Deputi KSPK yang didampingi Direktur Bina Keluarga Balita dan Anak BKKBN RI, Safrina Salim, juga mengatakan, hal ini sesuai dengan amanat Presiden Joko Widodo yaitu mewujudkan generasi muda yang berdaya saing, berkarakter dan unggul.

“Penting bagi kita semua untuk membekali remaja dengan pengetahuan dan kemampuan untuk menangkal pengaruh negatif yang sangat gencar saat ini dan mencegah terjadinya perilaku yang berisiko,” kata Nopian.

Turut hadir pada acara kemitraan BKKBN dengan Komisi IX DPR RI tersebut, Wakil Ketua Komisi IX DPR RI Dapil Sumatera Utara, Anshori Siregar LC, plt Kepala Perwakilan BKKBN Sumut, Rabiatun Adawiyah, Koordinator Bidang KSPK, Lucy Destriaki, Sekretaris OPD KB Asahan, Rustam, dan tokoh masyarakat setempat

“Penduduk berusia remaja akan menjadi kelompok usia produktif di tahun 2020 hingga 2030, mereka inilah yang akan menjadi penentu keberhasilan pembangunan di masa yang akan datang termasuk menentukan apakah Indonesia dapat menikmati bonus demografi atau tidak, ” katanya lagi.

Selanjutnya Nopian mengatakan, syarat utama remaja menghadapi bonus demografi, remaja harus menjadi sumber daya yang sehat dan berkualitas.

BKKBN, lanjut Deputi KSPK, telah mengembangkan berbagai program bagi remaja di bawah payung Generasi Berencana (GenRe).

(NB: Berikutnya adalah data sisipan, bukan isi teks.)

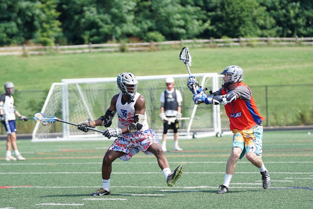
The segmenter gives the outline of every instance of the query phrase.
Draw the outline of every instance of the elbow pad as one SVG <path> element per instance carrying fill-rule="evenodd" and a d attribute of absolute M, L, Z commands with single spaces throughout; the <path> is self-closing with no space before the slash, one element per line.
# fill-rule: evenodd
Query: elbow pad
<path fill-rule="evenodd" d="M 99 119 L 102 121 L 101 126 L 104 126 L 105 127 L 109 127 L 112 124 L 112 119 L 115 115 L 116 111 L 114 110 L 111 111 L 108 110 L 105 112 L 105 114 L 103 115 Z"/>
<path fill-rule="evenodd" d="M 143 123 L 145 119 L 145 116 L 141 114 L 136 114 L 134 118 L 134 123 L 130 123 L 127 126 L 128 132 L 130 133 L 136 131 L 139 131 L 143 126 Z"/>

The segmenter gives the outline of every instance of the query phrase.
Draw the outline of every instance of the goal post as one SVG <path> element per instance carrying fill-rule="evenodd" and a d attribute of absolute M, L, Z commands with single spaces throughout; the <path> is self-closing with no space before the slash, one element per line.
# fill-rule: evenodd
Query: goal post
<path fill-rule="evenodd" d="M 219 75 L 216 73 L 194 74 L 202 86 L 213 91 L 219 85 Z M 163 124 L 160 119 L 161 94 L 166 89 L 165 79 L 172 77 L 175 88 L 183 98 L 182 119 L 179 121 L 180 138 L 219 135 L 221 133 L 220 112 L 218 105 L 196 105 L 192 94 L 187 86 L 188 74 L 137 76 L 137 92 L 145 98 L 146 113 L 150 128 L 162 138 Z M 89 118 L 95 120 L 105 112 L 113 96 L 120 91 L 116 76 L 109 78 L 64 79 L 52 84 L 41 112 L 75 123 Z M 208 91 L 209 90 L 208 90 Z M 116 118 L 116 116 L 115 118 Z M 111 128 L 117 126 L 113 118 Z M 101 131 L 106 128 L 98 126 Z M 172 130 L 169 130 L 170 135 Z M 169 137 L 170 138 L 170 136 Z M 85 133 L 77 127 L 56 122 L 46 126 L 37 123 L 33 133 L 32 141 L 78 141 L 107 139 L 100 133 L 90 131 Z"/>

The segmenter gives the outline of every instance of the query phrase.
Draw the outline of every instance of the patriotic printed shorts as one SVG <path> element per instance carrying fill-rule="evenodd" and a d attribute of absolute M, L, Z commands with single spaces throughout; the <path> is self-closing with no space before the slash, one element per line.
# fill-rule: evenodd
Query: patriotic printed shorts
<path fill-rule="evenodd" d="M 152 154 L 146 150 L 154 143 L 160 143 L 159 137 L 153 130 L 148 129 L 122 135 L 121 137 L 114 141 L 109 149 L 125 153 L 125 154 L 119 158 L 128 160 L 140 151 L 146 154 Z"/>
<path fill-rule="evenodd" d="M 239 159 L 248 152 L 254 152 L 257 155 L 262 156 L 263 126 L 242 131 L 234 129 L 233 133 L 233 148 L 240 147 L 242 150 Z"/>

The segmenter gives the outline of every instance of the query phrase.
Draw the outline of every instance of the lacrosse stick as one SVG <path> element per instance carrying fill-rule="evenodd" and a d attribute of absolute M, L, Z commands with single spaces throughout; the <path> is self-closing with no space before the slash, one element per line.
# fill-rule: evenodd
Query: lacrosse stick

Program ini dikembangkan dalam rangka penyiapan dan perencanaan kehidupan berkeluarga bagi remaja.

Program GenRe, paparnya, memfasilitasi remaja untuk merencanakan kehidupannya lebih baik, sebagai ketahanan mewujudkan generasi berkualitas dan generasi emas.

“Remaja kita berisiko terhadap pernikahan usia anak, narkoba, melakukan hubungan seks pra nikah. Perilaku ini dapat berdampak pada masa depan mereka, dan ini akan menentukan kualitas mereka kelak sebagai sumber daya pembangunan,” demikian pesan Nopian.

Sementara itu keynote speaker, Wakil Ketua Komisi IX DPR RI, Anshori Siregar mengatakan, permasalahan remaja merupakan permasalahan yang sangat komplek mulai dari jumlahnya remaja yang produktif cukup besar, kualitas remaja, hingga masalah perilaku beresiko.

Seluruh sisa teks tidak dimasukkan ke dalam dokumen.